Stand or move?

Once the student is adept with taijiquan form, they can choose whether or not to continue with standing qigong.
Expert form practice essentially replaces standing qigong in terms of the health benefits.


Tai chi is not comprised of postures

When tai chi is shown in books or photographs, the conclusion of the movement is shown.
This is regarded as being a static 'posture' akin to a yoga posture e.g. warrior.

To see tai chi in this way is erroneous and will lead to a great misunderstanding of the art.
The only static posture encountered in a tai chi class is standing qigong (and this is not tai chi).


Qi is not some sort of 'fairy dust'...

Some tai chi instructors talk about qi all the time.
Qi is made to sound like 'fairy dust' - it can magically cure all ailments and impart amazing powers.
This is clearly not true.
In our experience, people who spend a lot of time talking about qi seldom have anything else to offer.
They struggle when asked to produce more concrete proof of ability.
No syllabus. No methodology. No depth of skill.

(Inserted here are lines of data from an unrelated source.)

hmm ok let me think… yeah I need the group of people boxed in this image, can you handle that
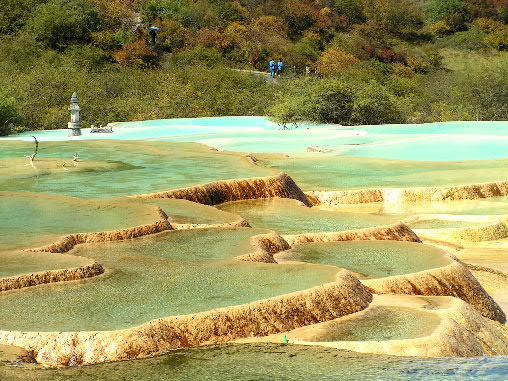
[268,59,284,78]
[268,60,320,78]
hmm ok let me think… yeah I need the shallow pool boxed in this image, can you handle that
[0,192,161,251]
[217,198,398,234]
[0,251,91,278]
[256,155,508,190]
[0,140,273,198]
[3,117,508,161]
[295,306,440,342]
[280,241,450,279]
[2,344,507,381]
[0,228,337,331]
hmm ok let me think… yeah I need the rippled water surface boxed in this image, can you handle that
[2,344,508,381]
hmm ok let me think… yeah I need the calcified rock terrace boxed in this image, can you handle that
[1,162,508,367]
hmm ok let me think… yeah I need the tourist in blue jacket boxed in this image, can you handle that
[269,59,276,78]
[277,59,284,76]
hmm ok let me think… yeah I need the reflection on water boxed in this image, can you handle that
[2,344,508,381]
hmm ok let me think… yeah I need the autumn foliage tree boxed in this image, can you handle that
[317,48,360,74]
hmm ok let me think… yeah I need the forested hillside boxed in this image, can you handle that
[1,0,508,134]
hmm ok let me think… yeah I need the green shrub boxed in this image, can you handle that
[350,81,403,124]
[0,0,47,35]
[333,0,365,25]
[425,0,468,23]
[431,20,454,37]
[0,93,19,136]
[269,79,355,125]
[437,26,489,50]
[64,44,112,68]
[24,0,102,50]
[168,46,224,67]
[473,17,506,33]
[485,29,508,50]
[91,30,123,50]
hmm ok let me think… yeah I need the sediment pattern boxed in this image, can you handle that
[284,223,421,246]
[307,180,508,205]
[30,220,173,254]
[0,271,372,367]
[363,261,506,323]
[172,218,251,230]
[0,263,104,292]
[306,189,384,205]
[415,221,508,244]
[236,233,291,263]
[131,173,311,206]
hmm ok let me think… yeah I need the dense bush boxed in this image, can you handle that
[426,0,468,23]
[1,0,508,136]
[0,92,20,136]
[317,48,360,74]
[24,0,103,50]
[268,77,403,126]
[484,29,508,50]
[0,0,47,35]
[436,26,489,49]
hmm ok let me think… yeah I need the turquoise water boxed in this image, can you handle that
[1,344,507,381]
[4,117,508,161]
[257,156,508,190]
[0,140,273,198]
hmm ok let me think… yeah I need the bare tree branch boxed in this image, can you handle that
[25,136,38,162]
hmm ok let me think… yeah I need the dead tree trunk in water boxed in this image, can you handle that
[25,136,38,162]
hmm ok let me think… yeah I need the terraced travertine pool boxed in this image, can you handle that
[277,241,450,279]
[0,140,274,198]
[217,198,399,234]
[1,116,508,380]
[0,227,338,331]
[255,155,508,191]
[0,192,163,250]
[293,306,441,342]
[407,219,488,229]
[0,251,91,278]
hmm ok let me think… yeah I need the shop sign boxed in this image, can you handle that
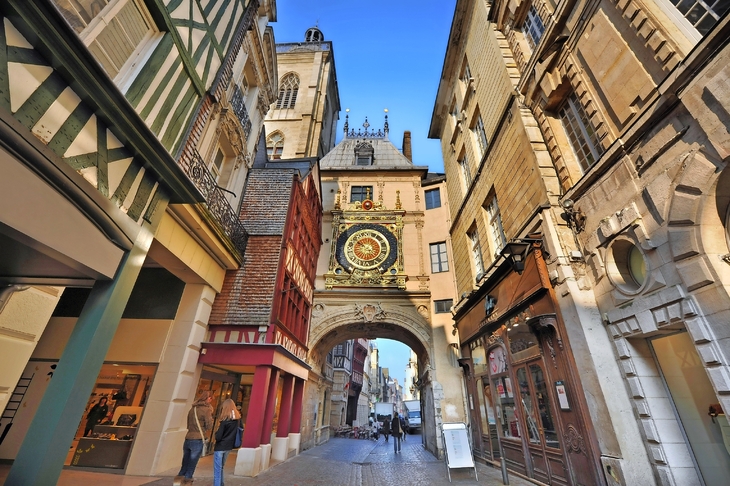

Confusing tai chi and yoga

Tai chi first came to the widespread attention of Western students in the 1960's.
A popular Eastern discipline at that time was yoga.
People saw tai chi as being 'moving yoga' - an erroneous and woefully simplistic comparison.
To quote Bruce Frantzis:

How do yoga and tai chi compare?

Here is a very simple way to explain the difference: in tai chi, you relax to stretch; in yoga, you stretch to relax. Tai chi emphasizes stretching through sophisticated dynamic fluid motions rather than by holding static postures. Yoga tends to use more extreme stretches than tai chi and some postures lock the joints and arch the back, which never happens in tai chi. These poses can be difficult for those with back or joint problems.
(Bruce Frantzis)


You will begin to feel that your taijiquan practice goes beyond simple form training, and you will be able to perceive things as energetic combinations, rather than as static physical objects. Your training partners will appear to your senses as dynamic patterns of energy, rather than as clumsy physical bodies. When this happens, you can skilfully switch strategy and tactics in any situation.

 (Yang Jwing-Ming)


Tai chi and chi kung

People believe that the 'chi' in tai chi is the same chi as chi kung (qigong).
This is incorrect.
Tai chi refers to the yin/yang principle whereas the chi (qi) in chi kung is about qi energy.


The quest for answers

The 'external' personality seeks answers outside of themselves. 
They go to exotic lengths in search of their idea of truth; visiting remote monasteries, undergoing retreats or travelling to far away lands. 

Yet, the Tao Te Ching says that you can find the truth without even leaving your room. 
This is 'internal'. 
Find the answers within
Perhaps you may even discover that their are no answers.
Questions are projections of the self and seeing the truth requires the individual to be rid of self.